For Discussion: checks with time of day alert thresholds

There was a very interesting question this week in the Sensu Community slack that I think is worth re-posting here for other people to find:

Hi,how can I implement the different checks(with different threshold parameter passing to the check command) in different time range(business_hour & non_business_hour)? Shall I use the event filter for assign different event.check.command for these two time ranges? Or is there a better way to implement it?

Here’s my suggestion,

Use Check Resource Cron Attribute
if you want to have a check command run with different options at different times, use the cron-like scheduling option and create different checks that run on different schedules.

For example, lets say i want to use different warning thresholds for cpu usage during your peak usage time, with a handler that auto-remediates and lets you scale up your computer capacity by adding and additional compute vm into your environment to take on more of hte load. But off peak you use less aggressive threshold.

What I would do in this situation is construct 2 checks: peak-cpu and offpeak-cpu.
In the peak-cpu check, instead of setting the interval attribute i would set the cron attribute to look something like this:
cron: "* 0-8 * * *"
which requests the check to be scheduled once every minute from 00:00 to 08:59 inclusive, in the locally configured timezone the sensu agent is running in.

I would then schedule the offpeak-check with the complementary cron schedule:
cron: "* 9-23 * * *"
which requests the check to be scheduled once every minute from 09:00 to 23:59 inclusive, in the locally configured timezone the sensu agent is running in.

A Comment About Event Filters
Event filters are best used to control how handlers are triggered, irrespective of what a check is actually doing. I like to think about it this way, time of day event filters let you control how alerts flow to your humans and your remediation automation. Maybe during US business hours you want a different group of people being alerted during China business hours. Or you want the auto-remediation scripts to fire more quickly. Or you want slack alerts during one part of the day and email alerts during other parts. Event filters are great for that sort of logic.

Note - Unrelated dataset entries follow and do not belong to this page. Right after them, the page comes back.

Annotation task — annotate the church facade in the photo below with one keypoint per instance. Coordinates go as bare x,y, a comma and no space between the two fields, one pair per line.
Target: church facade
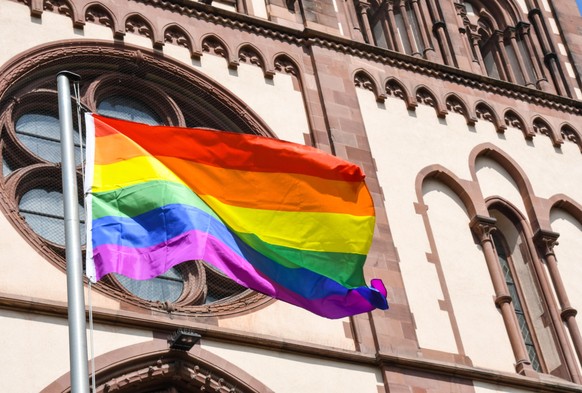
465,115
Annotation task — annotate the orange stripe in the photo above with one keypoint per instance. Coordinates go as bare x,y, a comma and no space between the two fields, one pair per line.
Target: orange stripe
115,147
232,150
273,191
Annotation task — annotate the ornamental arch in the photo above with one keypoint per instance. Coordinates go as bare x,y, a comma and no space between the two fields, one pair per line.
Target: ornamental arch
123,82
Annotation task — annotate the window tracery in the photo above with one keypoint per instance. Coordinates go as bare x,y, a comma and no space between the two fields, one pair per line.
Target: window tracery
30,190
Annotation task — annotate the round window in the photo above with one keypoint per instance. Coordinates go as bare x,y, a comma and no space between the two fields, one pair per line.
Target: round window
43,211
41,134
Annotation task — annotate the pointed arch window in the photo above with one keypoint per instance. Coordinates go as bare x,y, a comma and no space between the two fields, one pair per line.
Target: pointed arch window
500,43
400,25
516,258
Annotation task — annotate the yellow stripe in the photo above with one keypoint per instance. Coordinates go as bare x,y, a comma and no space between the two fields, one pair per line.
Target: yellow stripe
301,230
130,172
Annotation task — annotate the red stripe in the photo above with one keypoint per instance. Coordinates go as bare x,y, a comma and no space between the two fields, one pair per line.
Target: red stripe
232,150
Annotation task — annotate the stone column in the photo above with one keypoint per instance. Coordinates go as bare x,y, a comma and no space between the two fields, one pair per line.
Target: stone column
483,227
546,241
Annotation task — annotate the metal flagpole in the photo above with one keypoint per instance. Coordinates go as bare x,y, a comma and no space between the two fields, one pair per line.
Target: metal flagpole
75,294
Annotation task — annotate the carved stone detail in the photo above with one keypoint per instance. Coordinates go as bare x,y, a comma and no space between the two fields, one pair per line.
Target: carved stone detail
483,227
176,36
541,127
362,81
546,241
484,113
138,26
58,6
215,46
98,15
512,120
456,106
568,134
425,98
249,55
283,64
394,89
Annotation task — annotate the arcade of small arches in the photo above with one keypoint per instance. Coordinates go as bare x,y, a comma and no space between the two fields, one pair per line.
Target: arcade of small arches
480,110
501,40
491,220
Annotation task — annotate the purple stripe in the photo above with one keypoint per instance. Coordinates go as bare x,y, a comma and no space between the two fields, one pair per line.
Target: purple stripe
144,263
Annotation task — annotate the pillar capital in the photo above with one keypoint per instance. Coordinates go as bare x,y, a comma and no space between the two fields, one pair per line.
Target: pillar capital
483,226
546,241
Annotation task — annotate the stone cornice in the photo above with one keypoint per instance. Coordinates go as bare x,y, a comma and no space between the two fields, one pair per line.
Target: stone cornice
311,37
124,318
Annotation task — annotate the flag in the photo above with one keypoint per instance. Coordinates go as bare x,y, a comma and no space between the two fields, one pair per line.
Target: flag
283,219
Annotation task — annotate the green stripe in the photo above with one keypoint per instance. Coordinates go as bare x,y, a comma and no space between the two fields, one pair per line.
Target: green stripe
140,198
344,268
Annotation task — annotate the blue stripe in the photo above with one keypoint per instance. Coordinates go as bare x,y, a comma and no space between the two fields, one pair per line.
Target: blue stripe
162,224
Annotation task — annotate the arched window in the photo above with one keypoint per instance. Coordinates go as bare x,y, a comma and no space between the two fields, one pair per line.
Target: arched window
522,291
500,42
401,25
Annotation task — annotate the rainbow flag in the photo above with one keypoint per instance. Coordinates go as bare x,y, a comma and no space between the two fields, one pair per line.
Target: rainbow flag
283,219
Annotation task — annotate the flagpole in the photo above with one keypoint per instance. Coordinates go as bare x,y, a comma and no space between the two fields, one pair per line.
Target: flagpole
75,289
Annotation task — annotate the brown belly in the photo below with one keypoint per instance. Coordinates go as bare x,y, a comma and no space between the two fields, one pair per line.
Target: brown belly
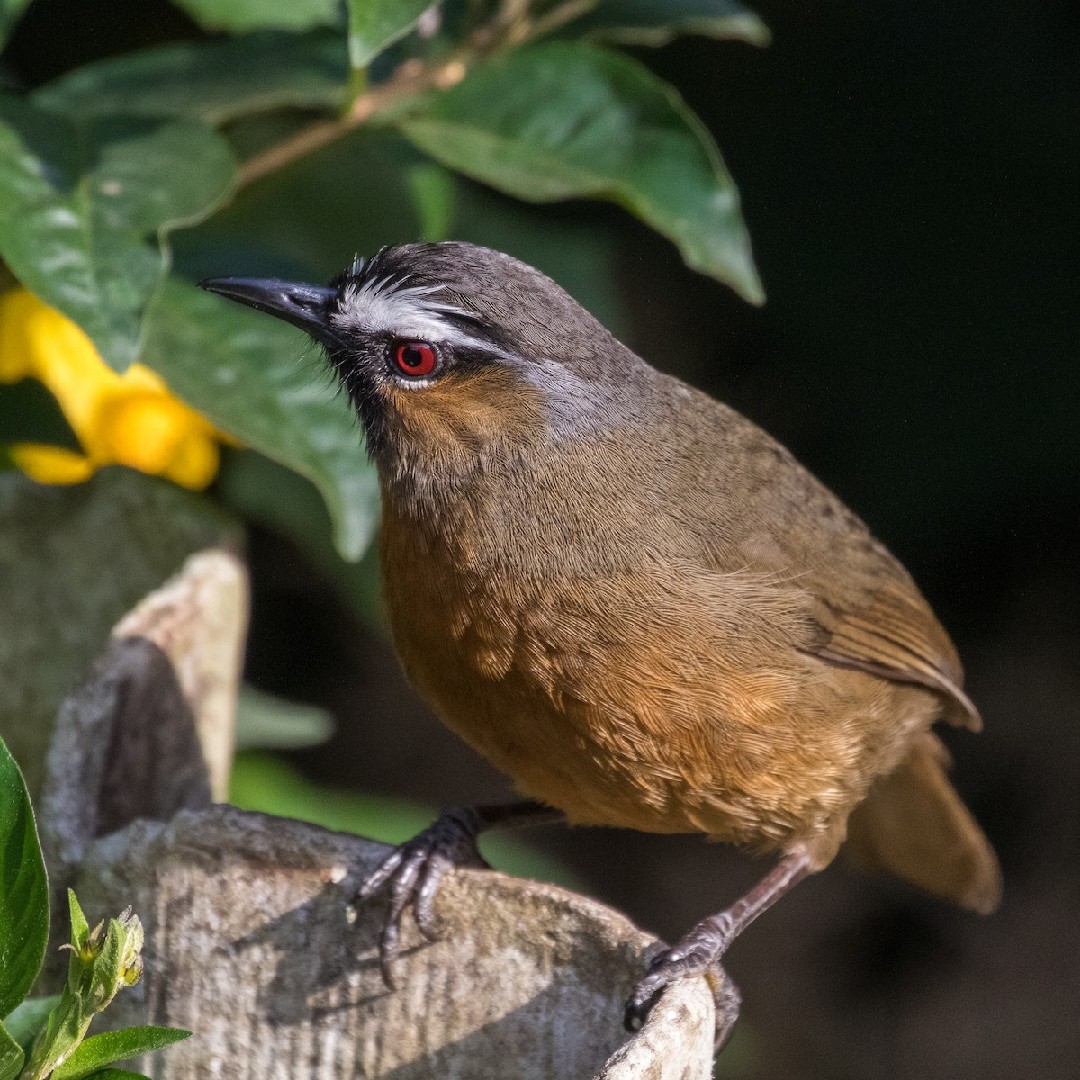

If you know you want to use different alert thresholds based on time of day, encode that operational knowledge in your check resources, by using the cron-like scheduling. Build your event filtering as if every alert is real instead of trying to figure out if the alert is a false positive because the operational settings for the check are wrong.

1 Like

Hi jespaleta,

Thank you for the post, that helps!

And here is a follow up question from this, I’ve playing with using the cron_tz for the cron job on centos in the check.yml file, adding a line as this:
cron: "CRON_TZ=PST8PDT * 9-13 * * *"
when creating the check from the resource check.yml file, it build successfully. But on the UI page the event output of this check is
given check is invalid: check cron string is invalid

But if just using cron: "* 9-13 * * *", it default using the UTC timezone, which is unpleasant to calculate the hours difference.

How to use my local timezone when scheduling the checks?

Hey,
Crazy couple of weeks…sorry for the delay in getting back to you.

Hmm I’m not sure what’s going on with your system… I just did a local test with latest sensu (5.19.0)
and it appears to be working as expected. Maybe you have a UTF-8 character in that string instead of ascii. I find parentheses when cut and pasting can be problematic in this regard.

Here’s my quick test check as yaml

sensuctl check info --format yaml cron_test
---
type: CheckConfig
api_version: core/v2
metadata:
  created_by: admin
  labels:
    sensu.io/managed_by: sensuctl
  name: cron_test
  namespace: default
spec:
  check_hooks: null
  command: TZ='PST8PDT' LC_TIME="C" date
  cron: CRON_TZ=PST8PDT * 21 * * *
  env_vars: null
  handlers: []
  high_flap_threshold: 0
  interval: 0
  low_flap_threshold: 0
  output_metric_format: ""
  output_metric_handlers: null
  proxy_entity_name: ""
  publish: true
  round_robin: false
  runtime_assets: null
  secrets: null
  stdin: false
  subdue: null
  subscriptions:
  - test
  timeout: 0
  ttl: 0

Here’s the event output

sensuctl event info carbon cron_test

=== carbon - cron_test
Entity:    carbon
Check:     cron_test
Output:    Tue Apr  7 21:59:00 PDT 2020
Status:    0
History:   0,0,0,0,0,0,0,0,0,0,0,0,0,0,0
Silenced:  false
Timestamp: 2020-04-07 20:59:00 -0800 AKDT
UUID:      1edb6c1c-959d-46a1-9886-ad4c1938eaa5

At the top of the hour the check stopped firing as per the schedule

-jef

1 Like

Thanks for the example. I guess it probably because of the version, I’m using 5.17.

hmm… maybe… but release notes indicate support for tz was added in 5.15. Sorry i don’t have a 5.17 version running to double check for sure.